Even the style of the graphics is very similar to Life is Strange, so if the look of those games appealed to you, this one will too, however as mentioned before you will revisit locations quite often, so there is less variety when it comes to exploration as nearly half of the game will be spent in and around your house as well as the local supermarket. There is also less polish in some areas, especially if you're the type of player looking into every corner, where you might notice some lower resolution textures and backgrounds. In the visual effects department, the quality is similar to Life is Strange 2, but due to the nature of the game you won't be seeing any explosions or out-of-the-ordinary visual surprises.

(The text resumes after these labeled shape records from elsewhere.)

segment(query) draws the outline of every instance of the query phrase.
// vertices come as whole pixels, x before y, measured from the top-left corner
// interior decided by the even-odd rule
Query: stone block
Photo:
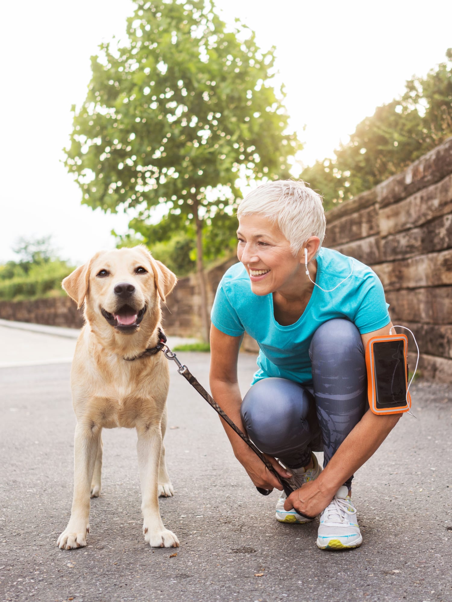
[[[382,261],[381,240],[378,236],[371,236],[353,243],[339,244],[334,249],[367,265],[380,263]]]
[[[328,247],[336,247],[378,234],[378,207],[373,205],[352,216],[341,217],[330,225],[327,222],[325,244]]]
[[[385,291],[452,285],[452,249],[371,267]]]
[[[378,215],[383,237],[408,230],[452,211],[452,174],[400,203],[381,208]]]
[[[401,289],[386,293],[392,323],[452,323],[452,287]]]
[[[416,353],[410,353],[408,355],[408,362],[410,371],[412,372],[416,365]],[[452,359],[448,358],[440,358],[435,355],[428,355],[421,353],[418,370],[422,378],[428,380],[435,380],[435,382],[451,382],[452,374]],[[413,412],[416,414],[415,411]]]
[[[438,217],[419,228],[386,237],[381,241],[381,261],[392,261],[450,248],[452,213]]]
[[[406,199],[452,173],[452,138],[376,187],[380,207]]]
[[[452,324],[422,324],[407,321],[401,321],[400,324],[412,331],[421,353],[452,359]],[[414,353],[416,350],[416,345],[410,333],[401,328],[397,330],[397,332],[408,337],[408,349]]]
[[[366,192],[357,194],[350,200],[341,203],[336,207],[330,209],[325,214],[327,219],[327,226],[333,224],[335,222],[345,217],[346,216],[353,216],[358,213],[363,209],[375,205],[377,202],[377,193],[375,188],[367,190]]]

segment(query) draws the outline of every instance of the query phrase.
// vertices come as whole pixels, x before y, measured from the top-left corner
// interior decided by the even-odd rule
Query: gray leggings
[[[347,320],[324,322],[309,347],[312,385],[266,378],[243,398],[242,420],[262,452],[286,466],[306,466],[311,452],[324,452],[324,467],[367,408],[364,347]],[[353,476],[345,485],[349,488]]]

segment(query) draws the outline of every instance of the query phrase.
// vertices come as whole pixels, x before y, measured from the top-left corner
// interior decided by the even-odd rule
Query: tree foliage
[[[217,243],[230,238],[238,179],[287,176],[300,145],[269,83],[274,49],[261,52],[238,20],[228,31],[213,0],[136,2],[127,43],[92,57],[66,165],[84,202],[133,209],[131,228],[152,242],[194,226],[207,339],[203,225],[215,222]]]
[[[146,231],[163,240],[197,217],[230,215],[239,176],[287,176],[300,144],[268,81],[273,49],[261,53],[240,23],[228,31],[208,1],[136,4],[127,44],[92,57],[66,165],[83,202],[134,209],[136,231],[166,203]]]
[[[326,208],[373,188],[452,135],[452,49],[446,57],[425,77],[407,81],[401,98],[363,119],[335,157],[303,170]]]
[[[56,256],[51,238],[17,241],[13,250],[17,260],[0,265],[0,299],[19,300],[64,294],[61,281],[74,268]]]

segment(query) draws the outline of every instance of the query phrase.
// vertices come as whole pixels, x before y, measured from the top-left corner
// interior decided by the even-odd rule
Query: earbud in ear
[[[306,268],[306,274],[307,276],[309,276],[309,270],[307,268],[307,249],[304,247],[304,265]],[[309,276],[309,279],[310,280],[310,276]]]

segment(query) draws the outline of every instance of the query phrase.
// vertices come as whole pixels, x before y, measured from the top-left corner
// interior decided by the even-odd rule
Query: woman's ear
[[[69,297],[77,302],[77,309],[80,309],[83,305],[86,293],[88,292],[89,284],[89,267],[90,262],[88,261],[74,270],[61,282],[61,287]]]
[[[173,290],[177,282],[175,274],[161,261],[151,259],[151,265],[155,279],[155,286],[159,291],[159,295],[162,301],[165,301],[167,295]]]

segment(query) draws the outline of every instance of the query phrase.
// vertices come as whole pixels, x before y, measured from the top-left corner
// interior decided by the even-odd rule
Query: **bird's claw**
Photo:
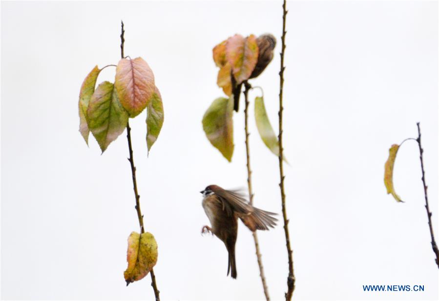
[[[212,231],[212,228],[211,228],[210,227],[209,227],[208,226],[204,226],[201,228],[201,234],[202,235],[205,234],[206,233],[208,233],[209,232],[210,232],[210,233],[211,233],[211,234],[212,235],[213,235],[213,231]]]

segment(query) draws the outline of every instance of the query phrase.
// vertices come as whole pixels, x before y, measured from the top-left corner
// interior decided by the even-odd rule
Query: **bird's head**
[[[206,187],[204,190],[200,191],[200,193],[203,194],[205,197],[206,197],[208,195],[213,194],[215,193],[215,191],[218,191],[221,189],[222,188],[219,186],[217,186],[216,185],[209,185]]]

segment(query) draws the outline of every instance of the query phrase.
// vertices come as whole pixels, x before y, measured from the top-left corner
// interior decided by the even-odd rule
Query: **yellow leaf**
[[[227,62],[226,58],[226,43],[225,40],[213,47],[212,52],[213,55],[213,61],[216,66],[221,68]]]
[[[146,276],[157,263],[158,255],[157,242],[152,234],[132,232],[128,238],[128,267],[124,272],[126,285]]]
[[[391,193],[397,202],[402,202],[399,196],[397,194],[393,188],[393,166],[397,157],[397,152],[399,146],[394,144],[389,149],[389,158],[384,165],[384,185],[387,189],[387,194]]]

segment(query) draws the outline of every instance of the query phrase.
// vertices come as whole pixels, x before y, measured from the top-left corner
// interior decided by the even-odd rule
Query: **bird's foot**
[[[208,226],[204,226],[201,228],[202,234],[205,234],[206,233],[208,233],[209,232],[212,234],[212,235],[213,235],[213,231],[212,230],[212,228]]]

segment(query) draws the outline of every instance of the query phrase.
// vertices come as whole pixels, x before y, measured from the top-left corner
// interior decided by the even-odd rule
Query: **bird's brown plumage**
[[[252,231],[268,230],[276,225],[277,220],[272,216],[275,213],[253,207],[237,191],[227,190],[216,185],[208,186],[204,191],[208,189],[213,193],[205,197],[203,207],[210,222],[213,234],[221,240],[229,252],[227,275],[231,271],[232,278],[236,278],[238,218]]]

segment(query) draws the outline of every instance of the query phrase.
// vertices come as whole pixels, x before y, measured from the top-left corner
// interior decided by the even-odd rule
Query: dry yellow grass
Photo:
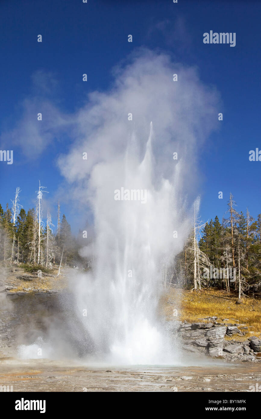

Tyler is voiced by August Aiden Black while Erica Lindbeck takes on the role of Alyson and they both do a fantastic job portraying their characters, with the cast of side characters such as Eddy being voiced by Martin Sensmeier and Mary-Ann voiced by Emily O'Brien adding to that. The characters in this game are what make Delos Crossing an immersive and believable location, while also portraying the Alaskan lifestyle with all its advantages and disadvantages. The dialogue although a bit forced and nonsensical at times is mostly well written, while the soundtrack fits the game perfectly, but that shouldn't be a surprise considering Dontnod has always done a great job picking out the right soundtrack. Audio quality and audio effects overall are similar to Life is Strange, but there are a few things that deserve a special mention here such as the sound of the lake water splashing against the rocks on the shore or the wind blowing through the trees.
There are collectibles in the form of carved wooden characters from the Book of Goblins and they even have a use in the final chapter if you find them all, but aside from that, the main game is your entire package. Since there are multiple endings, a second playthrough might interest some people, however you can see the other ending by just replaying the final episode and taking specific decisions to lead you to your desired outcome. The game is indeed shorter than your usual Dontnod adventure, but the quality of everything is still up to the standard.
Tell Me Why is yet another interactive adventure from the brilliant minds at Dontnod Entertainment, so if you like this style of games you will most likely enjoy this one too. There are some questionable decisions when it comes to the game's narrative and some of the dialogue, but that shouldn't overshadow the amazing story behind this game and the trademark Dontnod quality of production. If the transgender part of this game is what keeps you away, number one stop being a bigot and number two, in the end, it doesn't really matter to the story.